Nice memoir (?) style, and sad about the loss of James. He would be honored to be remembered in such a lovely way.
James. I was just telling someone that very story the other day.
I love you and I still miss him too.
I never imagined when I dated Gregory that he would move on to Jan Brady. What a moving and beautiful tribute to your friend James. Sending hugs your way.
This is a beautiful piece.
It’s a long way from Macedon. Quite a journey.
This is a strong testament to your writing powers. And although I didn’t know James, I could tell how close you both were. Sorry to hear how much this probably still impacts your life. But if James was the reason why you write (or even part of it) then I thank him, also. Thanks!
Lovely piece about the tenderness of two close friends. I wish I might have known James, or if not him, then his life work. And yet, just reading your stories, perhaps I do know him, even if just a little.
My favorite one yet… perhaps due to the fact that this is not fiction.
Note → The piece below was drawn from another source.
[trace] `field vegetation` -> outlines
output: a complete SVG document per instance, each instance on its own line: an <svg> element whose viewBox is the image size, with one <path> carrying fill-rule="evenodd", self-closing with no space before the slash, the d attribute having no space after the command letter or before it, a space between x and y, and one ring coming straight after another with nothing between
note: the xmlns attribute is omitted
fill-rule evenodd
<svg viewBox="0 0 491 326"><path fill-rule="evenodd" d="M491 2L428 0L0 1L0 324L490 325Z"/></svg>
So long ago, yet it was just yesterday, wasn’t it?
I’m moved by loved you dang fool.. ok.. still crying.. ok no one was spared.. no changing the names to protect the innocent.. so glad you wrote everything down… someone has to.. oh man.. like a baby at his first AIDS ride.. ZOO PIG NA!!!
That was so moving and beautiful. Thank you for that window into your world. I am grateful for James also, although I never had the pleasure. Currently I continue to miss my best friend…here’s hoping things can be repaired at some point!Keep it up Robhair…you are amazing! Much love from the Bange.
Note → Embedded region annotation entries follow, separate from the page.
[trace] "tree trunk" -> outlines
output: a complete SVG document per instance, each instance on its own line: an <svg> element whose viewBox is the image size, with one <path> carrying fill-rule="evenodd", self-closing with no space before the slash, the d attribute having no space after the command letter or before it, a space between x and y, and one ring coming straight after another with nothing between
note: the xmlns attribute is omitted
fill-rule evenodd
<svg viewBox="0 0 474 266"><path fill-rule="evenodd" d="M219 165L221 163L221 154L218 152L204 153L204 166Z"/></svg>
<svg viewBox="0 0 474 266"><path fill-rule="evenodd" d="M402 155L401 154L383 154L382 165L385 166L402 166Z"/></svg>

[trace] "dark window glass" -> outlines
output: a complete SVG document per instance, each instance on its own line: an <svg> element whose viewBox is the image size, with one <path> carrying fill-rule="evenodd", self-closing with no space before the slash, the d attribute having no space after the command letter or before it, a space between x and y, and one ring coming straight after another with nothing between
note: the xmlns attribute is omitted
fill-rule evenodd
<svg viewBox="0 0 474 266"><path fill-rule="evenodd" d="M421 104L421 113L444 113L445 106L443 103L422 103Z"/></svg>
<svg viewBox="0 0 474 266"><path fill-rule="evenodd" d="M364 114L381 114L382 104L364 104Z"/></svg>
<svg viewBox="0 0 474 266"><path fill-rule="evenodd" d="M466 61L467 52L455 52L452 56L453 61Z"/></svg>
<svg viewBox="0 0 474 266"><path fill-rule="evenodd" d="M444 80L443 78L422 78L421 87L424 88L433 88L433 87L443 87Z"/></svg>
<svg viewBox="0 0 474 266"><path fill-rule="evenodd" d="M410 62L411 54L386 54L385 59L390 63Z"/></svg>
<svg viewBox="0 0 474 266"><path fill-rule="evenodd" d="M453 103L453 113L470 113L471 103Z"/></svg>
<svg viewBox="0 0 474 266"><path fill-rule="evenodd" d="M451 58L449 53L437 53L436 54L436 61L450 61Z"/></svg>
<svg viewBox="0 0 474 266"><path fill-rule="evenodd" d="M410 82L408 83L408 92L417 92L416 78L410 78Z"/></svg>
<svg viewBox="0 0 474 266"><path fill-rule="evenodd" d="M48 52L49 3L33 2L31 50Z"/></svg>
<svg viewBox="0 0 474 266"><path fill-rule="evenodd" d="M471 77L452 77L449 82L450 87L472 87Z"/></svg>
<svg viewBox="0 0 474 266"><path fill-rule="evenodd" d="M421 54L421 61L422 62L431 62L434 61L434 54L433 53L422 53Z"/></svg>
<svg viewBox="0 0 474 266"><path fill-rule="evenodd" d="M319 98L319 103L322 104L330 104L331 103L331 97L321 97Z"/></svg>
I got a little confused at times, there are lots of names in this memoir, but I read through it and the relationship between the narrator and James is just lovely. That is what hit me the most. The things about Los Angeles are not as important to me, probably because I am a New Yorker. Oh well. Either way, lovely writing, as usual. Thanks for inspiring me!
Poignant! I think writers often tell their experiences and feelings through their characters and plot. However, your own personal voice is truly one of your best. Love, laughs, loss. As we trudge toward middle age we glance back, but with filters changed. Raw, but not bleeding, melancholy but not desperate, the truth scratched in ink on paper can be cathartic for a soul that has experienced many rich and colorful things.
Beautiful, beautiful work!
I can close my eyes and see him, hear his voice, remember his laugh, the deep searching eyes. He will always remain a gangly, goofy, (somewhat annoying) teenager to me. He adored you, Robert. That was always, always evident. He would have been thrilled by your passion and determination to write. He would have been so proud to have been your muse.
Made me very melancholy. I guess all things are fleeting aren’t they? You made LA sound so glam. That is what reels most of us in and then we realize it’s not all that glam! LOL.